The performances of individual callers and combined callers are summarized in Figure 2. Note that validation was done only for the mutations that were detected by at least one of the three callers, and therefore, the union of all mutations comprises all true positives and all false positives. The results of three individual callers are given at three points with different false positive rates, i.e., different stringency levels. Caller A is the most liberal in the sense that it detected many false positives (FP rate at 68%) but also detected most of the true positives (TP rate at 96%).
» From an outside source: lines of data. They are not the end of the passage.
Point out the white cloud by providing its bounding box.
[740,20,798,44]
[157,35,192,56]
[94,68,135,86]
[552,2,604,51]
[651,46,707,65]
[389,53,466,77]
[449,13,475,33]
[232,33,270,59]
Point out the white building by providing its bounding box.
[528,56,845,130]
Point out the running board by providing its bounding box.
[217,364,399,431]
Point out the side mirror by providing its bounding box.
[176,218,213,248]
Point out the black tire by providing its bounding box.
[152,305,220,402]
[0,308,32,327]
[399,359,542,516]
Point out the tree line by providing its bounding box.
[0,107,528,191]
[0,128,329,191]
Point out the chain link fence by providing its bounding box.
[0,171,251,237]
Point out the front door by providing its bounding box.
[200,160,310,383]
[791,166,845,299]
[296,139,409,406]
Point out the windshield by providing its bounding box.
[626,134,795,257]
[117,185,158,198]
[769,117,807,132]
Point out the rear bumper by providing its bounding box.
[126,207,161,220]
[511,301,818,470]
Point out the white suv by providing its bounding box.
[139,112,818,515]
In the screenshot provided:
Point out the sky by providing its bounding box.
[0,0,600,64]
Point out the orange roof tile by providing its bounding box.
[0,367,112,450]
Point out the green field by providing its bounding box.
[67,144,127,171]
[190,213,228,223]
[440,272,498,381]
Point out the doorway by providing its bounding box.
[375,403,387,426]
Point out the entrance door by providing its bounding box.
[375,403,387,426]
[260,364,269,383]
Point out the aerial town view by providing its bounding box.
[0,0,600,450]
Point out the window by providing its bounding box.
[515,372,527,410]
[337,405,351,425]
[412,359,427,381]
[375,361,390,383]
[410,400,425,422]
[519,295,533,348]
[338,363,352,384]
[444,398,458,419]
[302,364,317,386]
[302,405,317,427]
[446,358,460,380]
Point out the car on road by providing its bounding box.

Caller C has a very small FP rate (4%) but detected only 67% of the true positives. Caller B performs poorer than Caller C, since it detected not only more false positives but also less true positives. The performance of the caller taking unions or intersections of the calls is marked as another set of points, inside of the sub-panel on the lower right part of the main panel. The stringency levels of these callers are not necessarily ordered. For example, the set of mutations called by two or more callers (2orMore) is nested within any intersection of two callers (AB, AC, or BC), but no ordering exists among the latter three intersections. In contrast to this, the performance of the caller adding mutations sets cumulatively is shown as a connected set of blue dots because of the natural ordering determined based on the validation rates. In reality, the ordering may not be the same between the training set and the test set. When the validation rates are very similar among the mutation subsets or the number of mutations in each set is very small, sampling variation could easily result in a different ordering. In the training set, the validation rates of the mutation set called by A and C but not B, and the set called by A and B but not C, are 97.99% and 97.96%, respectively.

Overall, our combined caller obtained by fitting a logistic model outperforms the individual callers and other naive combinations. The ROC curve of this combined caller is above of all the points representing the performance of individual callers, although sometimes only slightly so. Further, the combined caller allows us to assess the performance across the full range of stringency levels.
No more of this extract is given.